İşletme taraflı 4P’nin karşılık geldiği, tüketici taraflı 4C bileşenleri şu şekildedir:
Product (Ürün) – Customer Value (Müşteri Değeri)
Price (Fiyat) – Cost (Maliyet)
Place (Dağıtım) – Convenience (Elverişlilik)
Promotion (Tutundurma) – Communication (İletişim)
4C modelinin her bir bileşenini kısaca açıklayacak olursak;
Customer Value (Müşteri Değeri): Ürün ya da hizmetlerin müşteri istek ve ihtiyaçlarını karşılama durumudur. İşletmelerin ürünü oluşturmadan önce tüketicilerin istek ve ihtiyaçlarını araştırması gerektiğini ifade eder.
Cost (Maliyet): Tüketicinin ürünü satın alırken katlandığı maliyetleri ifade eder. Bu maliyetler yalnızca parasal maliyetler değildir. Satın alma karar sürecindeki psikolojik maliyetler, farklı ürünleri tercih etmemeden doğan fırsat maliyetleri de tüketicinin katlandığı tüm maliyetleri oluşturur.
Convenience (Elverişlilik ya da Uygunluk): Tüketicinin ürüne erişebilmesini temsil eden bileşendir. Doğru dağıtım planlamasıyla ürünün tüketici tarafından ulaşılabilmesidir.

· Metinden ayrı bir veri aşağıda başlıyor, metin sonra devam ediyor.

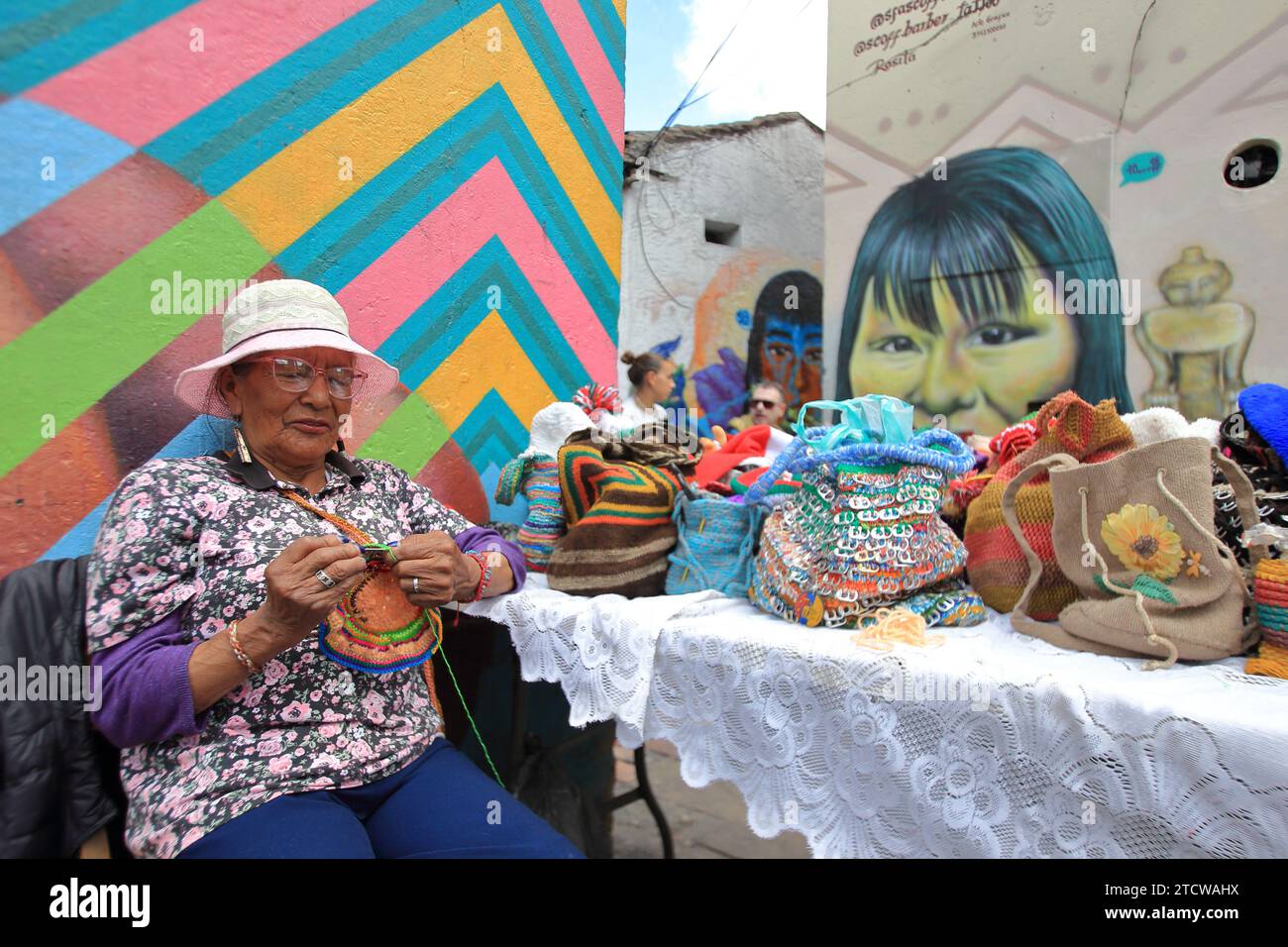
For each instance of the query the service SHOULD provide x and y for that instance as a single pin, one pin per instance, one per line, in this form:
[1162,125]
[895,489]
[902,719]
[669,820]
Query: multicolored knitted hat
[596,399]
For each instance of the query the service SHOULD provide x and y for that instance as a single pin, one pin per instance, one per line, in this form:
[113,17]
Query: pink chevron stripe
[389,290]
[153,81]
[591,64]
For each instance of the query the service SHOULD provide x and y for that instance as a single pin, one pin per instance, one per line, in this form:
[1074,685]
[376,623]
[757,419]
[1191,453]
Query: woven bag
[997,569]
[863,531]
[715,545]
[1134,534]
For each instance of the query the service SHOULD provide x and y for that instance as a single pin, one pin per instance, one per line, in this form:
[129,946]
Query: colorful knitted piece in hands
[619,527]
[377,630]
[1270,589]
[537,478]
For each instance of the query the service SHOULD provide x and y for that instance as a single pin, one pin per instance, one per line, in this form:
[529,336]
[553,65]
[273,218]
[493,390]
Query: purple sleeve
[146,693]
[480,539]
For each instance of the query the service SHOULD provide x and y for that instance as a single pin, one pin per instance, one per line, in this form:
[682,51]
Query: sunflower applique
[1144,540]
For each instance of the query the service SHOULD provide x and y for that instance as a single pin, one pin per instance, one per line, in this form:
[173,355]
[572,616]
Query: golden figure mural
[1197,343]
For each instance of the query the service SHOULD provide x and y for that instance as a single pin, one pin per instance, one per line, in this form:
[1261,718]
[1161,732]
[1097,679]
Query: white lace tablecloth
[992,744]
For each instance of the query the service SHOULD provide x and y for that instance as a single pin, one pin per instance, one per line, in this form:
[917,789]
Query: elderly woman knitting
[263,659]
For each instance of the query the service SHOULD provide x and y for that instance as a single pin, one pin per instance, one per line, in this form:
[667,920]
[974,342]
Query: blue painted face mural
[786,343]
[941,311]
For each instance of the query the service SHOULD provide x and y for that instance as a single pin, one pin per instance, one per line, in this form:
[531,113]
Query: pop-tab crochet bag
[864,530]
[715,547]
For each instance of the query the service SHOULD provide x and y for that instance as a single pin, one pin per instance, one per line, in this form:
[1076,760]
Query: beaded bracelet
[239,651]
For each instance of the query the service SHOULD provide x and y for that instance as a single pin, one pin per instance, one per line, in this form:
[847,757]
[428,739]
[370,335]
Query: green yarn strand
[468,716]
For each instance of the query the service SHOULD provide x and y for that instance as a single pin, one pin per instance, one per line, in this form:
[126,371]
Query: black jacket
[55,775]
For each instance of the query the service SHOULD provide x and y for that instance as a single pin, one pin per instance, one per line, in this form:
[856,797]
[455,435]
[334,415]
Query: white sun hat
[282,315]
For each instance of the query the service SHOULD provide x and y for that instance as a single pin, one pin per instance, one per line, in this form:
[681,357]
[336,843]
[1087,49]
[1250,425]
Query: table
[991,745]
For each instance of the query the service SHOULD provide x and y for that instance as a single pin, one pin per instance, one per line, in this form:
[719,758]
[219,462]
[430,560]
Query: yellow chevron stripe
[299,185]
[458,385]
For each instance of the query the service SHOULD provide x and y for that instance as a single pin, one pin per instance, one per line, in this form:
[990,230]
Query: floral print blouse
[196,535]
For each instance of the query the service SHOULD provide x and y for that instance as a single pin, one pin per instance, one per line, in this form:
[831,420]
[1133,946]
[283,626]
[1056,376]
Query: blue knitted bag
[715,548]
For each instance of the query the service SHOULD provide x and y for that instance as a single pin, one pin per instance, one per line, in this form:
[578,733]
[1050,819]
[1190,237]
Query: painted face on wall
[979,376]
[793,356]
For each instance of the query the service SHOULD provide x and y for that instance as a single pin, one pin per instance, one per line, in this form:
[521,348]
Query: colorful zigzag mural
[450,169]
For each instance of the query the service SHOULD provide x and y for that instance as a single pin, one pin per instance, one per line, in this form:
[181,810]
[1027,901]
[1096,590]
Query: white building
[709,215]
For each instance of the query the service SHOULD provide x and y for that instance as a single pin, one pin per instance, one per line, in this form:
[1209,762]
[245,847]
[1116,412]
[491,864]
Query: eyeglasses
[296,375]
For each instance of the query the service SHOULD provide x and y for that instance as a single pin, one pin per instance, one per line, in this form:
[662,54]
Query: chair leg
[651,800]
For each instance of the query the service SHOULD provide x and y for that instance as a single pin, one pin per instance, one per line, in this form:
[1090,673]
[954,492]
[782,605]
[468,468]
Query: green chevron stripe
[408,438]
[64,364]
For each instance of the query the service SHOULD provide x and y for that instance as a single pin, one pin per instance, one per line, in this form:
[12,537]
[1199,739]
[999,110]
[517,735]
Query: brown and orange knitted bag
[995,564]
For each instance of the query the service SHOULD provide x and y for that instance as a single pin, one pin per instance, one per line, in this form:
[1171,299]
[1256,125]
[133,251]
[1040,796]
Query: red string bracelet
[484,579]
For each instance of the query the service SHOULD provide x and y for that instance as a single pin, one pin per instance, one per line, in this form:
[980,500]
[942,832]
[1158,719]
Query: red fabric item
[742,446]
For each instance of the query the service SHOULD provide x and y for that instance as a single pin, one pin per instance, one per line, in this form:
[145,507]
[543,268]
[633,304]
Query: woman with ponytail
[651,376]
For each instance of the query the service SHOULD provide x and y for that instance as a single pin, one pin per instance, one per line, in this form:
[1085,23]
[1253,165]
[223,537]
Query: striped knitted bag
[536,475]
[1270,591]
[996,566]
[619,527]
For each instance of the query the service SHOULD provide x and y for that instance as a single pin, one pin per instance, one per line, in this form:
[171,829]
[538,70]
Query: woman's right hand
[296,598]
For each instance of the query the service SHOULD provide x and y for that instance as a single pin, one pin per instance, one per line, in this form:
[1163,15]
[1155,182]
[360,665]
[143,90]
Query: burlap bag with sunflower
[1134,534]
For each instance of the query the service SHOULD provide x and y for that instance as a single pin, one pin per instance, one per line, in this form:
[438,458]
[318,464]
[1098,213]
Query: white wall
[767,179]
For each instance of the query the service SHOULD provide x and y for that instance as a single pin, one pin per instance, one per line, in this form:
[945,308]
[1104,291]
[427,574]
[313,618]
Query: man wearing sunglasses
[767,403]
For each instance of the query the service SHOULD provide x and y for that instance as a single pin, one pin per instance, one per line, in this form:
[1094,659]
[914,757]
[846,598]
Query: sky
[774,62]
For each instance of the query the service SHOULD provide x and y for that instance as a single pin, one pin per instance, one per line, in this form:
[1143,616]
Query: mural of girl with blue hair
[943,309]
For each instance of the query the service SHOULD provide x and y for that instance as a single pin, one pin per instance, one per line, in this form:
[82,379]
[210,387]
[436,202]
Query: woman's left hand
[437,567]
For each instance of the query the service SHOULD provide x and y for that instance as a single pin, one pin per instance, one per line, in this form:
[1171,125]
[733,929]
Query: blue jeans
[441,805]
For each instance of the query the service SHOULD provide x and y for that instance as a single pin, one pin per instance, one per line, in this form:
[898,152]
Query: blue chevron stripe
[609,31]
[30,134]
[39,17]
[35,50]
[438,328]
[490,433]
[357,232]
[566,88]
[227,140]
[224,142]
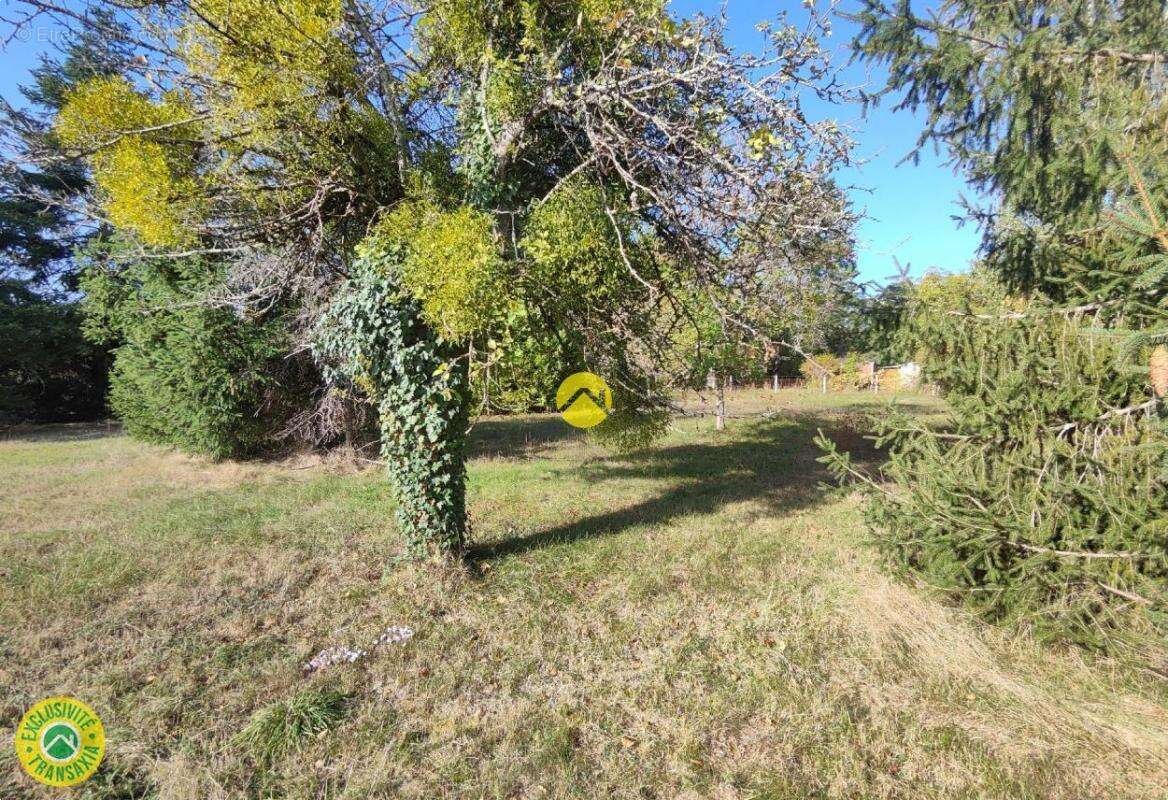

Ve son olarak, Communication (İletişim), tüketicinin istek ve ihtiyaçlarını anlamak ve karşılamak için işletmenin tüketicilerle iletişim kurmasını ifade eder. Bu bileşen “tüketicilerle işbirliği yapma” anlayışına vurgu yapmaktadır. Tüketicilerle iletişime açık olunması ve tüketici ile etkileşim yaratılmasını temsil etmektedir.